しにがみさん 野村たかあき
- 野村 たかあき
- しにがみさん
明治時代に作られた創作落語だそうです。
貧乏長屋の若夫婦。赤ん坊の食べ物にも困るありさまです。
いっそ死んでしまおうかと橋の上で思案している男に話しかけるものがありました。
びっくりした。だれだい?
わたしかい、
わたしは へへへ しにがみ だよ。
しにがみ!
ところが意外に親切な死神。男に金儲けの方法を教えてくれるのです。
お前はもう死神が見えるようになったから、医者の看板を出せ。

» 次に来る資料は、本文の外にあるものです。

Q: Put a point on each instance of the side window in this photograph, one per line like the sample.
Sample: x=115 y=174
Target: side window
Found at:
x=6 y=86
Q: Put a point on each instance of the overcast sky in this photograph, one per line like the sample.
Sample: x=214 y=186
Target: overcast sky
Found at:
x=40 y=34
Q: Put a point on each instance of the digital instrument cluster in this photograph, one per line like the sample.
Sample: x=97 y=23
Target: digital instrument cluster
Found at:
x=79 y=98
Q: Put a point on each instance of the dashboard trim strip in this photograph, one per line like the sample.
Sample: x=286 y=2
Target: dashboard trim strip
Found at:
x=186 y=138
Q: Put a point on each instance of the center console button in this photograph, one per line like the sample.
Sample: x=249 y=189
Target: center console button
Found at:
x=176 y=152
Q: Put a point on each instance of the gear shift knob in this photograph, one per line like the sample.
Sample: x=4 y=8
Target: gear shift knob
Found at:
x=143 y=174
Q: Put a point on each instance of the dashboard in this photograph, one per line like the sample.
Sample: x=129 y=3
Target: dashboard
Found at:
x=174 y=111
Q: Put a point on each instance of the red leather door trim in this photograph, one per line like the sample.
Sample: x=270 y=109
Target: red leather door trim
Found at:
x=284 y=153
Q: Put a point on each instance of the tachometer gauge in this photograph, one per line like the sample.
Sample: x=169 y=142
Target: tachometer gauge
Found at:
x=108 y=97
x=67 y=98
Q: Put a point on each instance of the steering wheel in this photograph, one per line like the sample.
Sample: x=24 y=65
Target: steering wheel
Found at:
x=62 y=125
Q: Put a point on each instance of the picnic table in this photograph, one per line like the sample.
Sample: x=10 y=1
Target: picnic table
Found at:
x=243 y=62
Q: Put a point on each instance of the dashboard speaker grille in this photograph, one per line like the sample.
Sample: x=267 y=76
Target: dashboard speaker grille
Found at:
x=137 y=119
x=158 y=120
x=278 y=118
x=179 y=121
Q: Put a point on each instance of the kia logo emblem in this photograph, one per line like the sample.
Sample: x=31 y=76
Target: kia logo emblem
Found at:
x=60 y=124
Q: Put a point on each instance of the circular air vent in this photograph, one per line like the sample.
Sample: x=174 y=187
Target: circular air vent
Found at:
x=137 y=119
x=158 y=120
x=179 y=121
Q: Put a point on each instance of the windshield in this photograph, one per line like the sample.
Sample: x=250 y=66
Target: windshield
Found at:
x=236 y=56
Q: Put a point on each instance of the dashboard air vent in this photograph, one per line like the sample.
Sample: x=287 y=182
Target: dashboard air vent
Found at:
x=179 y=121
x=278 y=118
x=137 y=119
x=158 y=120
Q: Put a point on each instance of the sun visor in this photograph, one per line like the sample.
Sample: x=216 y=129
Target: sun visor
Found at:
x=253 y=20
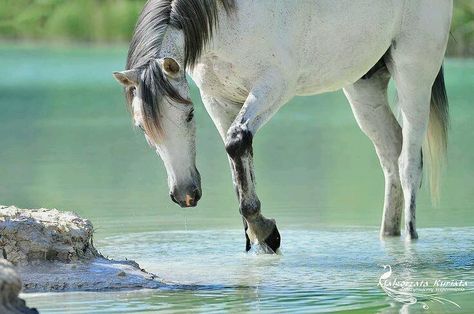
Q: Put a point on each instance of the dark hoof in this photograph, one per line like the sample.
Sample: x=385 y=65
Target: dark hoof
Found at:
x=248 y=246
x=273 y=240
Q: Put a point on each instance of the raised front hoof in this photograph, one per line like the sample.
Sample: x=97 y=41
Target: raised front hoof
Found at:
x=411 y=236
x=410 y=232
x=270 y=245
x=273 y=241
x=385 y=234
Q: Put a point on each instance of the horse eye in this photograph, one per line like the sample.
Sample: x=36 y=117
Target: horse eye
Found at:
x=190 y=116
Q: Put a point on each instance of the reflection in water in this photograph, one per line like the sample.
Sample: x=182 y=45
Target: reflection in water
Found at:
x=318 y=271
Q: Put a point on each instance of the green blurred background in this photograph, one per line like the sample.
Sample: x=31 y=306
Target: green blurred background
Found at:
x=112 y=21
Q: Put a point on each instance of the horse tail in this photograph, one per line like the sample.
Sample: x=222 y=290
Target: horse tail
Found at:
x=437 y=136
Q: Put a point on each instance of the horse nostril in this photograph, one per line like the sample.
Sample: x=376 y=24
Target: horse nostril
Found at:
x=197 y=195
x=173 y=199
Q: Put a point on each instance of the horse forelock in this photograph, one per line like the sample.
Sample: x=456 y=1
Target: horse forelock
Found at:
x=197 y=19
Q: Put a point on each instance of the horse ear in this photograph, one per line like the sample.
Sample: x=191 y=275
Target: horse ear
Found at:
x=127 y=78
x=170 y=66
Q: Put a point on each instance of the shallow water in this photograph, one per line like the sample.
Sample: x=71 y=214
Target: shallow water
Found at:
x=317 y=271
x=68 y=143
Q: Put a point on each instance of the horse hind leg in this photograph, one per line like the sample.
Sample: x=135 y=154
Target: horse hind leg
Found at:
x=369 y=103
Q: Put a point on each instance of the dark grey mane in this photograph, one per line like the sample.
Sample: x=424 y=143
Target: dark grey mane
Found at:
x=197 y=19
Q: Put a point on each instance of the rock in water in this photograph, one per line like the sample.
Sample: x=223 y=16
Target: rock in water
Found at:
x=28 y=236
x=10 y=287
x=54 y=251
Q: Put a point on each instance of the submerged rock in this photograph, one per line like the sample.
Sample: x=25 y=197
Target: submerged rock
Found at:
x=54 y=251
x=30 y=236
x=10 y=287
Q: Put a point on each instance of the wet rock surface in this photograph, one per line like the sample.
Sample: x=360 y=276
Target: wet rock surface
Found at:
x=10 y=287
x=54 y=251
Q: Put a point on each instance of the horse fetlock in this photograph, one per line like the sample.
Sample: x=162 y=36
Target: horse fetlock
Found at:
x=264 y=231
x=238 y=141
x=250 y=210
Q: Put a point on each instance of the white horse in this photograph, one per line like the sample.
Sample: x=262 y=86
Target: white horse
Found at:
x=249 y=58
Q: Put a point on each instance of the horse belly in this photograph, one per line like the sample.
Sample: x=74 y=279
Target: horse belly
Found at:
x=336 y=54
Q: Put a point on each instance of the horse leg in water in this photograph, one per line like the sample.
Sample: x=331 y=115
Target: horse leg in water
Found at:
x=265 y=98
x=223 y=116
x=414 y=63
x=369 y=103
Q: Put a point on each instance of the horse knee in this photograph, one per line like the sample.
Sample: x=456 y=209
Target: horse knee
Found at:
x=238 y=142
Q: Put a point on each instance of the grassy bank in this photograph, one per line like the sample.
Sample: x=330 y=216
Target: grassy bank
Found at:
x=113 y=21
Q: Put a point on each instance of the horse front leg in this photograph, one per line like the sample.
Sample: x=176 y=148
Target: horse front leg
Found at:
x=263 y=101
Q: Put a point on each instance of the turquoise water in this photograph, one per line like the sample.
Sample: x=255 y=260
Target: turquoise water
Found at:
x=68 y=143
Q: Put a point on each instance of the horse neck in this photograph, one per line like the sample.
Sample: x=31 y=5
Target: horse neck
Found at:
x=172 y=45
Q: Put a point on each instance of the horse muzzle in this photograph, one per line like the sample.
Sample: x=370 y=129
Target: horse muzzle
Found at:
x=188 y=197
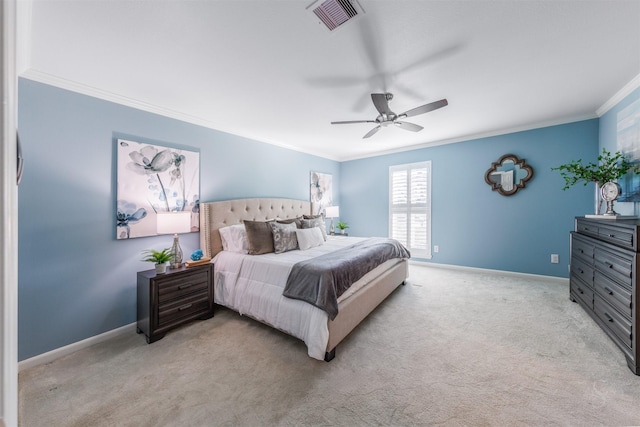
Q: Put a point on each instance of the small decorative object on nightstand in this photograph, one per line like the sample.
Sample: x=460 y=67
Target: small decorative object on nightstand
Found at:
x=343 y=227
x=166 y=301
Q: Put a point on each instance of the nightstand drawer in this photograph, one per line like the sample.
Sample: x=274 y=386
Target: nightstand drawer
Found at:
x=186 y=307
x=178 y=287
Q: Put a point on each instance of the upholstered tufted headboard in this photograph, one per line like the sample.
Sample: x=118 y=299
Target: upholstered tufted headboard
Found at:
x=215 y=215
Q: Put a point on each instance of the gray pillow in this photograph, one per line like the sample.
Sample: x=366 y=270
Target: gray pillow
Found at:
x=296 y=221
x=316 y=222
x=260 y=237
x=284 y=236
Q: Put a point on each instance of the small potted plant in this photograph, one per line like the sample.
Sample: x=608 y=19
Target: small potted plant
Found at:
x=342 y=226
x=608 y=168
x=160 y=258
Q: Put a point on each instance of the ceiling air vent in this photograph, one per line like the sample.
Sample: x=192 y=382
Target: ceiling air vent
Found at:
x=334 y=13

病人の足元に死神がいるときは助かるし、枕元にいるときはもう助からない。足元にいるときはこう呪文を唱えれば死神はいなくなる。
アジャラカ・モクレン・ キュウライス・テケレッツのパア
言われたとおりにすると、医者は大繁盛。病人をたちどころに治す名医として男は大評判になります。お金もがっぽり儲かります。しかし欲に目がくらんでうっかり自分の寿命をお金で売り飛ばしてしまったのです。
また現れた死神は男を死後の世界に連れて行きます。一面に広がるろうそくの灯、灯、灯。
一本一本が一人一人の寿命です。まだ太くて長くて、炎があかあかとしているろうそくもあれば、すっかり燃えてしまって今にも消えそうに揺らいでいるろうそくもあります。
それが、おまえさんだ、と死神は男に教えます。このままろうそくが消えてしまったら男はこの世とはおさらばです。
落語らしいブラックユーモアいっぱいのオチが、笑えるけどちょっとだけこわ~・・・という感じです。
落語って今の物語にはない面白さがあるし、子どもでも十分楽しめると思うんです。だって昔から語り継がれているお話ですものね。